Mona Lisa, Leonardo da Vinci, 1519
A team of archaeologists have discovered a skeleton which they believe could be the remains of Lisa Gherardini, the inspiration behind da Vinci’s Mona Lisa
The discovery was made underneath the floor of a convent in Florence, where Gherardini died in 1542, aged 63. The now abandoned convent has been an excavation site for some time now, although the dig had to be placed on halt when the team ran out of funds, not long after they already discovered a female-sized human skull, buried five feet under the convent’s original flooring.
Now, the team has discovered the remains of a human skeleton which they also believe belongs to Gherardini, a woman who most modern historians believe is the model who posed for da Vinci in his famous painting.
In order to determine if the bones are indeed Gherardini’s, scientists are preparing to compare the DNA of the skull to the rest of the skeleton in order to first determine whether these remains came from the same person.
Then, the DNA of these fragments will be compared to the remains of the bones of Gherardini’s two children, who were buried nearby.
"We don't know yet if the bones belong to one single skeleton or more than one," archaeologist Silvano Vinceti said
. "But this confirms our hypothesis that in St.Ursula convent there are still human bones and we cannot exclude that among them there are bones belonging to Lisa Gherardini."
If it is discovered that the discovered remains are Gherardini’s, forensic artists will then attempt to reconstruct her face and compare it to the one depicted in da Vinci’s painting.

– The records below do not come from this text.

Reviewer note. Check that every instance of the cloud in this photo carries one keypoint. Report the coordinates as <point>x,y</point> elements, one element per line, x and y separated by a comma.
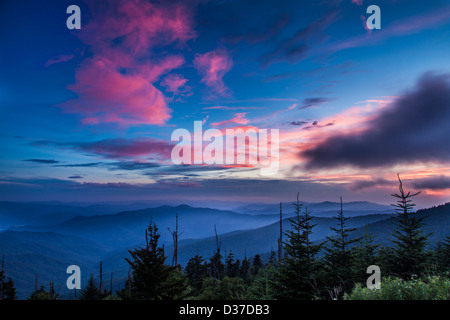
<point>400,27</point>
<point>366,184</point>
<point>115,148</point>
<point>298,45</point>
<point>213,66</point>
<point>239,118</point>
<point>313,102</point>
<point>298,123</point>
<point>45,161</point>
<point>116,84</point>
<point>433,183</point>
<point>414,128</point>
<point>176,84</point>
<point>76,176</point>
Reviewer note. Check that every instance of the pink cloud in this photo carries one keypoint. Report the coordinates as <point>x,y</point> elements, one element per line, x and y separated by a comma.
<point>239,118</point>
<point>213,66</point>
<point>59,59</point>
<point>176,84</point>
<point>116,84</point>
<point>123,148</point>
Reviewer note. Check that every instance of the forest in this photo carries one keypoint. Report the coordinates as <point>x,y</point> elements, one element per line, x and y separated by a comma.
<point>300,269</point>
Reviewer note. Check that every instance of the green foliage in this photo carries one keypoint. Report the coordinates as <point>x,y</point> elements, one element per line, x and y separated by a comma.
<point>225,289</point>
<point>152,278</point>
<point>409,256</point>
<point>296,275</point>
<point>339,257</point>
<point>7,289</point>
<point>393,288</point>
<point>91,292</point>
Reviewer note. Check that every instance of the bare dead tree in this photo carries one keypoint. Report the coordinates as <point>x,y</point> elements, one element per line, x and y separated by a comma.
<point>175,235</point>
<point>280,239</point>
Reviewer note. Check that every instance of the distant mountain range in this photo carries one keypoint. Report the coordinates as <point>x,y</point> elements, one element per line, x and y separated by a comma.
<point>47,243</point>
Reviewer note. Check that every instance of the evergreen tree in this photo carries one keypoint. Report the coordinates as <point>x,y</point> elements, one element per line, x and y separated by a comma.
<point>152,278</point>
<point>263,284</point>
<point>40,294</point>
<point>272,258</point>
<point>296,275</point>
<point>215,267</point>
<point>365,255</point>
<point>443,255</point>
<point>256,265</point>
<point>244,271</point>
<point>91,292</point>
<point>231,266</point>
<point>410,241</point>
<point>176,286</point>
<point>8,291</point>
<point>339,257</point>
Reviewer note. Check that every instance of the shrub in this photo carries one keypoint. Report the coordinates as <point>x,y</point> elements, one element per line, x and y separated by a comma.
<point>428,288</point>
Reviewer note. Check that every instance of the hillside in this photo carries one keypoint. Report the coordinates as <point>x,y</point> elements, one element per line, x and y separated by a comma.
<point>125,229</point>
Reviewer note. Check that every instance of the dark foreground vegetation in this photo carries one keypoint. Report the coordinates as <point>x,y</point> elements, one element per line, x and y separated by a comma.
<point>299,269</point>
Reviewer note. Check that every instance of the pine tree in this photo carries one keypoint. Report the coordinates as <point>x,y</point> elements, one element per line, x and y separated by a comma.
<point>39,294</point>
<point>196,271</point>
<point>296,275</point>
<point>244,271</point>
<point>91,292</point>
<point>231,266</point>
<point>7,289</point>
<point>152,279</point>
<point>443,255</point>
<point>339,257</point>
<point>409,255</point>
<point>365,255</point>
<point>256,265</point>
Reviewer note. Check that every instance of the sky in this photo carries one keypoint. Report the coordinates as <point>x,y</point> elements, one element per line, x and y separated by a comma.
<point>88,114</point>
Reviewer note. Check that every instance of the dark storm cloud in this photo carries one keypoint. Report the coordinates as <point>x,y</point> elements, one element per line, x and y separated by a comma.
<point>433,183</point>
<point>44,161</point>
<point>120,165</point>
<point>414,128</point>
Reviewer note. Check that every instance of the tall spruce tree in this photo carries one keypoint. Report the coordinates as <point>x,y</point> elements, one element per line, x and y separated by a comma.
<point>365,255</point>
<point>7,288</point>
<point>196,271</point>
<point>296,274</point>
<point>339,257</point>
<point>91,292</point>
<point>410,240</point>
<point>152,279</point>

"This is a very exciting development and the find is consistent with our records and our preliminary research. The crypt we have found is the one that was mentioned in church records from 1495 and was reached via a grate and then a staircase," Vinceti said. "We also know from those records that in 1625 there was a second crypt and these are the ones we have found."
One of Gherardini’s ancestors, Natalia Gucciardini Strozzi, has also been present during the excavation process. Following the discovery of the skull, she said:
"It was so emotional being here - I didn't think I would get so emotional. I am certain that this is the final resting place of Lisa Gherardini."
Those hoping that this venture will ultimately lead to the discovery of the real Mona Lisa’s remains can rest assured that they at least have the right man on the case. Vinceti, who believes the remains will also help him to unlock the secret behind the Mona Lisa’s mysterious smile, was previously responsible for the discovery of the remains of Renaissance master Caravaggio.